À l’automne 1793, tous les clubs de femme seront dissous.

Tony Robert-Fleury | Charlotte Corday à Caen en 1793 | Images d'Art

A Caen en 1793, par Tony Robert Fleury 1838-1911 Musée Bonnat

À Lyon, c’est Joseph Chalier qui est guillotiné, pour le début de l’exécution, mais comme la machine avait des ratés, on le finira au sabre. Joseph Chalier était un révolutionnaire ardent dont un partisan était devenu maire de Lyon quatre mois plus tôt, le 8 mars. Une armée révolutionnaire avait été levée, donnant lieu à une nouvelle taxe, évidemment impopulaire. Une manifestation avait eu lieu le 29 mai, et la municipalité Chalier, suspendue le 30. Une autre, provisoire avait été mise en place, chassant les envoyés de la Convention et traduisant Chalier en justice, pour conclure sur une condamnation à mort. Dès lors, la Convention ne pouvait plus que faire la guerre à Lyon.

22 07 1793  

Alexander Mackenzie, en descendant quatre ans plus tôt le fleuve auquel il laissa son nom, restait quelque peu frustré, car son intention de départ était bien de trouver la rivière qui, prenant sa source dans les Rocheuses, mènerait au Pacifique, c’est à dire à un possible point d’embarquement des fourrures pour l’Asie, et essentiellement la Chine. Il était de nouveau reparti de Fort Chipeway le 10 juillet 1792, remontant la rivière de la Paix, sur le versant est des Rocheuses et passant l’hiver dans une cabane de rondins. Au mois de mai, des indiens lui indiquent comment regagner la Bella Coola River, qui se jette dans le Pacifique au nord-ouest de Vancouver par 52°21’N. Il écrit sur un rocher : Alexander Mackenzie, venu du Canada, par terre, Le vingt-deux juillet dix-sept cent quatre-vingt-treize.

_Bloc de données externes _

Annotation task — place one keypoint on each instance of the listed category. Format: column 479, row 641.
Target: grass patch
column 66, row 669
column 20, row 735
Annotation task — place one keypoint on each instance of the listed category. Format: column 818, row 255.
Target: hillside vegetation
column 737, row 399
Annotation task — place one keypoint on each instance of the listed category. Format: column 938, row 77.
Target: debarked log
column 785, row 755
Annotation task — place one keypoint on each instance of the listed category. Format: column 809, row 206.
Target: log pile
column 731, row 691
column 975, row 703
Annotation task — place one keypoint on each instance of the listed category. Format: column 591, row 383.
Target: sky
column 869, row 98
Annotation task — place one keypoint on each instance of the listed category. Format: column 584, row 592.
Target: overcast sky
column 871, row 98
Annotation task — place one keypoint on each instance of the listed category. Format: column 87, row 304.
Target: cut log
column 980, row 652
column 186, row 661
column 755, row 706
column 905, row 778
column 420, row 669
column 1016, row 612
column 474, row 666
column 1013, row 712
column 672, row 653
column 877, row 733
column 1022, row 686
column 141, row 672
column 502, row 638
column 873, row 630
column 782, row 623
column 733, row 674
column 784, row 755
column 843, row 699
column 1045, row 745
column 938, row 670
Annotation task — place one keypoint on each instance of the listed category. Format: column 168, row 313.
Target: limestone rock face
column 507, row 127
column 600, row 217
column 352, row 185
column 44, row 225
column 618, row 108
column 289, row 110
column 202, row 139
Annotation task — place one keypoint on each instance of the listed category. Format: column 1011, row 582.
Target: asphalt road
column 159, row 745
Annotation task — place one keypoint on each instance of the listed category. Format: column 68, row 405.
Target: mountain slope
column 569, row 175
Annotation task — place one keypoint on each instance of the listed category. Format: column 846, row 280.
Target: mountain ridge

Mackenzie a traversé l’Amérique du Nord dans sa plus grande largeur, s’imposant aux Indiens par son courage et par son endurance, attirant les pacifiques et négociant habilement avec eux, tenant en respect les malintentionnés. Au moment de toucher au but, il fût pris à partie par des groupes hostiles qui avaient reçu des coups de fusil des gens de Vancouver. Il les réduisit au silence sans effusion de sang, par la seule force de sa personnalité. Mais la route qu’il découvrit était inexploitable pour un trafic commercial. Elle avait cependant plus que la valeur d’un symbole, grâce aux documents topographiques et ethnographiques qu’il rapportait et à ses observations sur les Rocheuses. Passé plus tard à la Compagnie du Nord-Ouest, il engagea celle-ci à s’assurer les services du topographe David Thompson qui découvrit au commencement du XIX° siècle la route cherchée par les chasseurs de fourrures.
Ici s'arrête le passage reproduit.